Passados os primeiros 15 dias, quando nos sentíamos aclimatizados, entrámos no período da estação chuvosa (que dura até Maio/Junho) tendo no mesmo dia períodos de chuva forte que alterna com abertas quentíssimas.
Aumentando progressivamente os níveis de humidade, a função respiratória vai-se adaptando sem grandes complicações, e a pele vai se mantendo sempre hidratada. No entanto os “dias tornam-se cada vez mais pesados”, impossibilitando-nos de nos mantermos acordados após as 21 h.

Em termos sociais, a ultima semana de Setembro é vivida com grande ansiedade pelos jovens finalistas São-tomenses, que anseiam por uma oportunidade para estudar no estrangeiro.
Embora portadores de bolsas, a indisponibilidade financeira para adquirir o visto, o passaporte ou a viajem de ida, bem como modo de subsistência no destino, impedem muitas vezes a sua partida.


À semelhança das semanas anteriores, nos fins-de-semana partimos novamente à descoberta.

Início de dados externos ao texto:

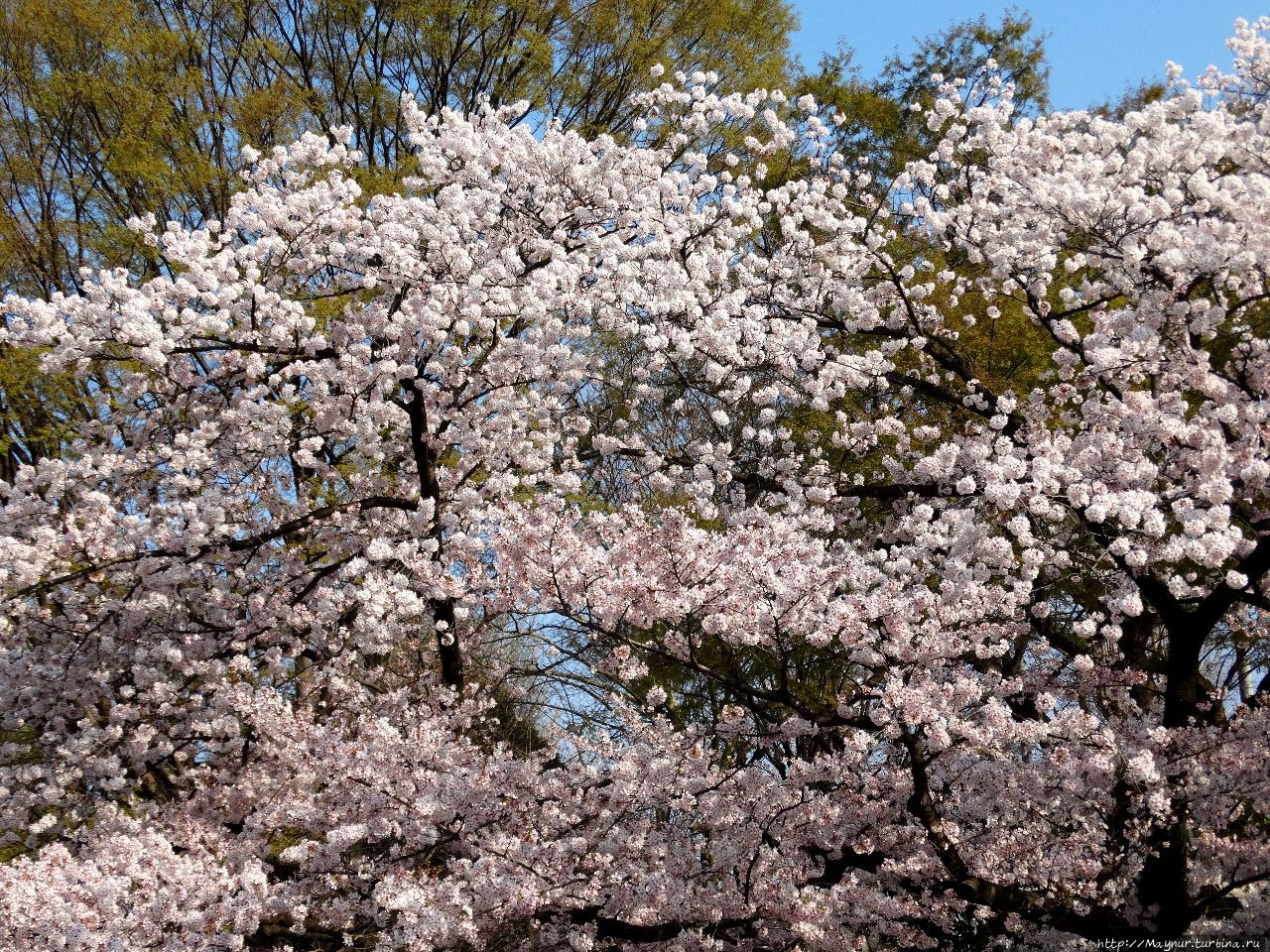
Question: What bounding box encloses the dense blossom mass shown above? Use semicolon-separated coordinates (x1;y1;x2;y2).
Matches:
0;22;1270;952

Desta vez destacamos dois dos locais visitados, não só pela sua beleza, mas também pelas emoções vividas:

Roça monte café e cascata S. Nicolau

Das 3 roças já visitadas (Bombaim, Água-ize e monte café), Monte Café foi a roça que mais nos impressionou dada a sua dimensão, bem como o conjunto de infra-estruturas e equipamentos existentes outrora operacionais.
De traços coloniais destaca-se um enorme Hospital, que funciona apenas uma vez por semana para consulta externa, bem como todo um conjunto de máquinas concebidas e montadas para a colheita, tratamento e armazenamento de café, inoperacionais à mais de 15 anos.
As instalações de um infantário, bem como uma capela são as únicas provas vivas da roça há 30/40 anos. A recuperação de uma dependência para instalação do museu do café, parecem-nos ser a solução encontrada para revitalizar a roça há muito adormecida.
Fica o registo da recepção de boas vindas que nos foi dada (com os morangos da terra / as nossa s amoras), incluindo a pipa, bem como do novo sistema de chapéus-de-chuva que pretendemos patentear quando chegarmos a Lisboa (folha da bananeira).

À vinda parámos em mais uma cascata natural – a cascata de S.Nicolau, onde a nossa Pipa tomou um banho tão bom, que tivemos que arranjar uma maneira, menos convencional, para a rebocarmos para casa.